Legalisation is the bringing of previously illegal activities back under the control of the law. No que respeita às drogas, a legalização procura controlar a oferta: a produção, cultivo ou venda de cannabis. Existem diferentes modelos de legalização da canábis possível, mas todos concordam num ponto: a canábis deve ser regulada e controlada pelo Estado, que supervisionará, muitas vezes através de um organismo governamental (um Cannabis Bureau), a produção, distribuição e venda de canábis.

p>Compra, consumo e posse são também regulados e supervisionados, como o álcool ou os cigarros. As violações da nova lei ainda estão sujeitas a uma resposta criminosa.

A regulamentação da cannabis pelo Estado não é uma liberalização da substância. Define um quadro rigoroso e controlado para a produção, venda e consumo de cannabis.

A legalização da cannabis pode aplicar-se apenas ao uso médico, muitas vezes para uma lista de condições específicas. A experimentação de canábis medicinal pretendida pela França a partir de 2020 não representa uma legalização em si porque o tratamento só estará disponível aos participantes na experimentação.

Consequências de uma nova lei sobre canábis

Todos estes termos não significam que as pessoas serão capazes de fumar canábis com impunidade. Pelo contrário, significa que a posse de pequenas quantidades de cannabis deixará de resultar numa resposta criminosa.

A descriminalização pode ser um passo em frente para o consumidor, mas a principal crítica é que não aborda os problemas da produção de cannabis, que é agora gerida por redes mafiosas, ou por autoprodutores que se encontram efectivamente no sector ilegal.

Legalização significa, por outro lado, que os consumidores já não serão punidos (a menos que fumem enquanto conduzem ou em público, por exemplo), mas sobretudo que a indústria de fornecimento de canábis (cultivo, transporte, venda, etc…) se torna legal, sob rigoroso controlo estatal.

Legalização levanta, no entanto, muitas questões: como é que o consumo de uma substância não pode ser aumentado através da sua legalização? O que vai acontecer aos actores da indústria ilegal de cannabis? Que meios de prevenção escolar ou rodoviária devem ser adoptados?

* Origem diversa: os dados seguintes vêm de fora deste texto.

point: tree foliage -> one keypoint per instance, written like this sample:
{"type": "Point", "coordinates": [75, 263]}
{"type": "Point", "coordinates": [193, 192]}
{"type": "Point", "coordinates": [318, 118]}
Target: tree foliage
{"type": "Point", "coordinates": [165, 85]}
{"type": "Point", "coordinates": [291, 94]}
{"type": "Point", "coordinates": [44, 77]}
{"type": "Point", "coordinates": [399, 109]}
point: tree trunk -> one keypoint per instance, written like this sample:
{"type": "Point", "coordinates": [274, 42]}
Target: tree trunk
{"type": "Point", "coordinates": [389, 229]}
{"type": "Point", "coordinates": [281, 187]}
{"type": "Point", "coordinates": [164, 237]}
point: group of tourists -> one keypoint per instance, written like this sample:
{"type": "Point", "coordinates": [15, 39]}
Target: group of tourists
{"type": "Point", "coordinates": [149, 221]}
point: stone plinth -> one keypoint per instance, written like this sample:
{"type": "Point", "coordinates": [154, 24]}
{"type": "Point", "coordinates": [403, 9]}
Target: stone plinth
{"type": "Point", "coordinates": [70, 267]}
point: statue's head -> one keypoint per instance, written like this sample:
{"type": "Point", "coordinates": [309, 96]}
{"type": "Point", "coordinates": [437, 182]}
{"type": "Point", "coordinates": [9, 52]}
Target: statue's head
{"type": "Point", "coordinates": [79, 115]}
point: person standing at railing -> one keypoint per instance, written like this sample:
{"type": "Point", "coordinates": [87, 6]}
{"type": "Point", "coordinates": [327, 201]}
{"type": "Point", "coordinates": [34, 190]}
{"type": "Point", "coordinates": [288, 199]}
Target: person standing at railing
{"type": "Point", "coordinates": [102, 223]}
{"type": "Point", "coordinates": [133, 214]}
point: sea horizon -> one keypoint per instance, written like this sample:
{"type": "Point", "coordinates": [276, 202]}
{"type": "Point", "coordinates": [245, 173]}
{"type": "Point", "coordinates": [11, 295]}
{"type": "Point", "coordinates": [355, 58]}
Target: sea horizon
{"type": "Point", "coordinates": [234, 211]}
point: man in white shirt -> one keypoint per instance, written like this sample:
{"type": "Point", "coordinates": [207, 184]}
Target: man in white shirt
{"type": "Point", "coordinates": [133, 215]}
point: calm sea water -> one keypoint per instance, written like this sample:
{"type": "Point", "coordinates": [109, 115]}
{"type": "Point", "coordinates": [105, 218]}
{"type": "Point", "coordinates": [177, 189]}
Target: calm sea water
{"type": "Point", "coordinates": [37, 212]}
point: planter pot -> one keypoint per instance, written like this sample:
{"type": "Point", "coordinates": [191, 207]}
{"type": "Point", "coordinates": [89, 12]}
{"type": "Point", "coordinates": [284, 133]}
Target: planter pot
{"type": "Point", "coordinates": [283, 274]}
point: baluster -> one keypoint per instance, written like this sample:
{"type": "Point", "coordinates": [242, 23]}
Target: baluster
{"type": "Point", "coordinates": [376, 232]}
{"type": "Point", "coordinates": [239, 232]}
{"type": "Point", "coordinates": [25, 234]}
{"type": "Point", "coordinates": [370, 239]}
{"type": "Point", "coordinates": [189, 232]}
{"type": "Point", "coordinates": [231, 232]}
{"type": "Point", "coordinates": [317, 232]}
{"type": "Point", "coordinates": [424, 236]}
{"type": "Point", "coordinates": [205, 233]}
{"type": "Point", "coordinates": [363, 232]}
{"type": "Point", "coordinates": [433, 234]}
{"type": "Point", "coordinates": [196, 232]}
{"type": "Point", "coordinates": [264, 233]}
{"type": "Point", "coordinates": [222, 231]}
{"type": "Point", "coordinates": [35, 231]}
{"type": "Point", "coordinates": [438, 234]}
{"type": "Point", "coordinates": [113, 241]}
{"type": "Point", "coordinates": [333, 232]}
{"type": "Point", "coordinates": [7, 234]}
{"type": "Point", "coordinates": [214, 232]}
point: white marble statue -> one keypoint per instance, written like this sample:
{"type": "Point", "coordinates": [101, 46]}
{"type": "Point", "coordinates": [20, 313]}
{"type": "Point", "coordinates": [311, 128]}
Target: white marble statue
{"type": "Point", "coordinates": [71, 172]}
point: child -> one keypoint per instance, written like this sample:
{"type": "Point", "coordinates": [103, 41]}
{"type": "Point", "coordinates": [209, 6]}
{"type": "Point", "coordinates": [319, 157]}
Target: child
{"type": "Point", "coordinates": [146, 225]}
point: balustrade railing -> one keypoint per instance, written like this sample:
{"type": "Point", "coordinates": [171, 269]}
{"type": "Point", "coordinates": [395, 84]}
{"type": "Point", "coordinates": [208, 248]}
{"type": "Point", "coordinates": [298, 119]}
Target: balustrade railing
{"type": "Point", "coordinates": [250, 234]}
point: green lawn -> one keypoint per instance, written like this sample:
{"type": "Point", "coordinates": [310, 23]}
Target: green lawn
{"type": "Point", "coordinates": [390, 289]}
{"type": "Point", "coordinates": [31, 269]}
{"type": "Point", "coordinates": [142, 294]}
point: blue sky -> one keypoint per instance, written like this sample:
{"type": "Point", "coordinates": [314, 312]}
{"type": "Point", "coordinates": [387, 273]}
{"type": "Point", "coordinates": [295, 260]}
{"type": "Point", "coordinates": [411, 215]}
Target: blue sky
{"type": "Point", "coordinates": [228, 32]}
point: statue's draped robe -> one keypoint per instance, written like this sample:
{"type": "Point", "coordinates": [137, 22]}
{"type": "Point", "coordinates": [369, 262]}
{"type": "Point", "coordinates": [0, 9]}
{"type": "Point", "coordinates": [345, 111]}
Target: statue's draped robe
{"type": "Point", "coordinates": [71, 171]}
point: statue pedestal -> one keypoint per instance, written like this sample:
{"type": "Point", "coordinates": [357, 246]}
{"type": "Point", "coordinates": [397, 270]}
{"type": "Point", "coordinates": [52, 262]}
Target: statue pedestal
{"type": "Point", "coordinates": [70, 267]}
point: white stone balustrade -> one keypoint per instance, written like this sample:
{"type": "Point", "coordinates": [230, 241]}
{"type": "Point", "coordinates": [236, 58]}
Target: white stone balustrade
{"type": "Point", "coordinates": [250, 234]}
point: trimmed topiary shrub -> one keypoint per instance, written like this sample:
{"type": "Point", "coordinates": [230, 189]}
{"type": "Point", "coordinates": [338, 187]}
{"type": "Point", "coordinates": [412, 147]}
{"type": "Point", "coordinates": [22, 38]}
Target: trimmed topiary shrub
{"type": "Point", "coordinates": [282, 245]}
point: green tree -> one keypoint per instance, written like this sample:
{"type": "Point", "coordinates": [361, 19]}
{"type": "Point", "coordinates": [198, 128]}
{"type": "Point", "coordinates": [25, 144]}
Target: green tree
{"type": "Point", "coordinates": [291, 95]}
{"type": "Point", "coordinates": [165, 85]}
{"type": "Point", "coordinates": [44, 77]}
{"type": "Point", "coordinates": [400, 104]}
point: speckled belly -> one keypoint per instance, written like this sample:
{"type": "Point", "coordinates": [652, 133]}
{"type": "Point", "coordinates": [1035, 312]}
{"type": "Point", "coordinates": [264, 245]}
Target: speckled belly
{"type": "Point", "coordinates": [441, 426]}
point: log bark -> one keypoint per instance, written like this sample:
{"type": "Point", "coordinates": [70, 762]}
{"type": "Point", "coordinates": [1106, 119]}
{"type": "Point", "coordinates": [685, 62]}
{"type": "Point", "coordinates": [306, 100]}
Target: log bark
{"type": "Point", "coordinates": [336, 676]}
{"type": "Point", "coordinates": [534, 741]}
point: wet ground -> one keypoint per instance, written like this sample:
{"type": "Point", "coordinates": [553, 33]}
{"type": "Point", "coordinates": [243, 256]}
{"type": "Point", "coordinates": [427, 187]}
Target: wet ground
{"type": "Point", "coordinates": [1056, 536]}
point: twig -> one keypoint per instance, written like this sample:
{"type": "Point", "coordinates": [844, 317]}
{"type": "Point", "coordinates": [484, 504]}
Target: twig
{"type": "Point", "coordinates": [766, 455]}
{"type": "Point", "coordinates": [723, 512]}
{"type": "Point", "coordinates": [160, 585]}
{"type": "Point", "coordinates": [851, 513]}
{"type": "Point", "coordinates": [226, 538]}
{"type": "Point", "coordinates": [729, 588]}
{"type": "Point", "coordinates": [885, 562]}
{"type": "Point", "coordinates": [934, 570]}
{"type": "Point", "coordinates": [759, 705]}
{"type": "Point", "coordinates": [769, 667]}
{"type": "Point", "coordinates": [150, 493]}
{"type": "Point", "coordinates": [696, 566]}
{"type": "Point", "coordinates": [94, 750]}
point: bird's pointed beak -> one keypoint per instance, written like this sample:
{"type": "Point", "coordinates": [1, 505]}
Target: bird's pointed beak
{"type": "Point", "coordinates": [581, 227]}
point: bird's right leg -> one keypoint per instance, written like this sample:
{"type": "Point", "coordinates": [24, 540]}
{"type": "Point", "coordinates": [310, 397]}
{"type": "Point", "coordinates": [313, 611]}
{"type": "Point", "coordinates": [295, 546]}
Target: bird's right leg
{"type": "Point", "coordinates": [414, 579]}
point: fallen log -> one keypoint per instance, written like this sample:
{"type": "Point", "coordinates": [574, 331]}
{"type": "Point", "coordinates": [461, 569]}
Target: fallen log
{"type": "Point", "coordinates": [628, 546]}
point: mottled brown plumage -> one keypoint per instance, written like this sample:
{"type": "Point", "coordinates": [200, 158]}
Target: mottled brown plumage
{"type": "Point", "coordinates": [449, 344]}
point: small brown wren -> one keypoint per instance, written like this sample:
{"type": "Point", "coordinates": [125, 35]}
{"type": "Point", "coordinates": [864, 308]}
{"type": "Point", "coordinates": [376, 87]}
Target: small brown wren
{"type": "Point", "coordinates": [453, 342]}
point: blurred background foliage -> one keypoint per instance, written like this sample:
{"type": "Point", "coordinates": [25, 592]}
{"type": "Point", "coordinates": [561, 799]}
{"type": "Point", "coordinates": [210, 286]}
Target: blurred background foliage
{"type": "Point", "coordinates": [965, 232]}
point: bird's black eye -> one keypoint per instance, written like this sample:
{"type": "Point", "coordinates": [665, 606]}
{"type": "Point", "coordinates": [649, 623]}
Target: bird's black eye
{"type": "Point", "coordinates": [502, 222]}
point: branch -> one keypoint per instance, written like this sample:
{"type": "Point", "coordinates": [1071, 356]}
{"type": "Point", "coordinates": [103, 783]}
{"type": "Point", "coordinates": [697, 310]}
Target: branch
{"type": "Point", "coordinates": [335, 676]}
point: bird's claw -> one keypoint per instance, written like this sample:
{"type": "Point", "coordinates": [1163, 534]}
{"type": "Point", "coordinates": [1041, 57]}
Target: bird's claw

Despenalização do canábis na Europa

Aqui estão alguns exemplos de descriminalização do canábis na Europa. Para uma visão completa da situação europeia, ver a nossa característica sobre a legalização da cannabis na Europa.

Itália e Espanha

Em ambos os países, a posse de drogas para uso pessoal não está sujeita a uma resposta criminosa desde, respectivamente, 1990 e 1992. Se uma pessoa for apanhada com pequenas quantidades de drogas e a Polícia não tiver suspeitas de que foram cometidas infracções graves, as drogas são apreendidas. A infracção pode ser transmitida a uma autoridade administrativa, que decidirá se deve ser aplicada uma coima (em Espanha) ou se a carta de condução deve ser suspensa (em Itália). Em ambos os casos, a pessoa pode ser convidada a submeter-se a tratamento ou a consultar um especialista em toxicodependência.

A Itália está agora a considerar a legalização do Cannabis, enquanto a Espanha já aprovou o sistema de Clubes Sociais Cannabis.

Portugal

Em Portugal, a lei de 29 de Novembro de 2000 descriminaliza a posse e o consumo de todas as drogas. Tal como em Espanha ou Itália, as autoridades dão prioridade à resposta sanitária. Não será iniciada qualquer acção judicial se o consumo for ocasional ou regular. Se for habitual ou viciante, pode estar sujeito a tratamento.

As mudanças observadas em Portugal desde esta descriminalização são numerosas e positivas, mesmo que a questão do tráfico ainda não tenha sido abordada.

Irlanda

Irlanda vê a erva daninha e o haxixe de forma diferente dos outros medicamentos. A sua posse e utilização é punível apenas com multas por um primeiro ou segundo delito. Um terceiro delito pode resultar numa pena de prisão. Para outras substâncias, a pena de prisão pode vir no primeiro delito.

Irlanda está actualmente a analisar a legalização da canábis medicinal.